Lazy lists as reproducing programs

by Manfred von Thun

21-MAR-05

Abstract: A program is called reproducing if running it creates another program which in turn is reproducing. The created program need not be identical with the program that created it. A program is called self-reproducing if running it creates another program identical to itself. This note describes how reproducing programs can be used to implement infinite or lazy lists, and how they might be used for other tasks. Importantly, these programs must not be self-reproducing.

Contents:


Self-reproducing and reproducing programs

In the programming world there has been a veritable industry for writing what are called self-reproducing programs. These are programs which, when run, create a copy of themselves. Following terminology introduced by Hofstadter (1985), these programs are often called Quines. A web search for "Quine" will find examples in many languages. Many of the examples are quite complex because the implementation language is not very suitable for the task. Other examples can be surprisingly compact.
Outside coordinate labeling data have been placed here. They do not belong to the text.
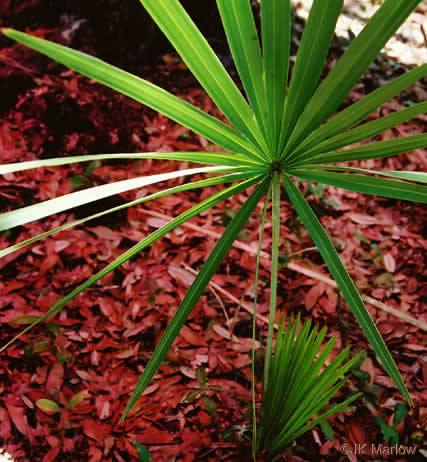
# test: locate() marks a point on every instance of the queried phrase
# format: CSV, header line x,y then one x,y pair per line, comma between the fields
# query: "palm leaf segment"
x,y
279,130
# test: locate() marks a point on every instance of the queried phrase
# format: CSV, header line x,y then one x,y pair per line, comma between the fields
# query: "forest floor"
x,y
88,358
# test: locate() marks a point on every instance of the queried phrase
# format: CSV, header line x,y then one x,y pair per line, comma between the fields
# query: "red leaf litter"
x,y
98,345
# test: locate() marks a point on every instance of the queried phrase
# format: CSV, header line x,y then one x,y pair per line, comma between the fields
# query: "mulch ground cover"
x,y
88,358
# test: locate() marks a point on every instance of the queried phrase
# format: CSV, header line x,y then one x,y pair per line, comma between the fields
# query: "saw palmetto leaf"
x,y
195,51
242,36
361,133
185,187
195,291
311,57
358,111
182,218
142,91
296,391
276,37
278,132
378,150
30,213
365,184
348,70
345,283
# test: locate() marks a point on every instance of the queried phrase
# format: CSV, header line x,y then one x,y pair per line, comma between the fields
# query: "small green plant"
x,y
300,385
203,391
278,134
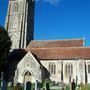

In Joy a self-reproducing program is a quoted program [P] such that executing it with the i-combinator produces that very same program:

        [P] i  ==  [P]

The simplest program that satisfies this equation is [[dup cons] dup cons]. The Joy page Recursion Theory has some discussion of this program and its relation to the y-combinator for recursion. Also included are two variant programs which on each execution by i create a program that is different from the one that created it:

        [[false [not] infra dup rest cons] [not] infra dup rest cons]
        [[0 [1 +] infra dup rest cons] [1 +] infra dup rest cons]

On successive executions by i the first quoted program produces others in which the initial false oscillates between true, false, true …, and the second quoted program produces others in which the initial 0 is incremented to 1, 2, 3 … for every execution. Programs like these are reproducing but not self-reproducing. Examples in other languages abound.

The two Joy programs above are mere curiosities. But they suggest variants which promise useful programming techniques. One such technique is for implementing infinite lists or streams. A computer implementation must of course use a finite representation, so their evaluation is demand driven or lazy: expressions are only evaluated when their value is needed. Consequently they are also known as lazy lists. The next section describes a conventional approach to their implementation, and the one following that gives a conventional implementation in Joy. Then there is a section that uses reproducing programs for implementing lazy lists in Joy. The final section outlines some other possible uses of reproducing programs in Joy.

Streams or infinite lists or lazy lists

A list or vector or sequence is essentially a function which takes natural numbers as arguments and returns some value which may be a number or anything else. The function need not be defined for arguments, but if it is defined for some number then it is also defined for all its predecessors. So the function may be defined for all natural numbers and hence is infinite, or it may be defined only for an initial segment and hence be finite. If the function is defined nowhere, then the list is empty.

Finite sequences are normally implemented extensionally: the names of the members are given extensionally and in their order, and they constitute the successive values of the function which the sequence implements. This method is not possible for infinite sequences, so they have to be implemented intensionally: some program has to be provided that can be used to compute the members. Of course that program has to be finite.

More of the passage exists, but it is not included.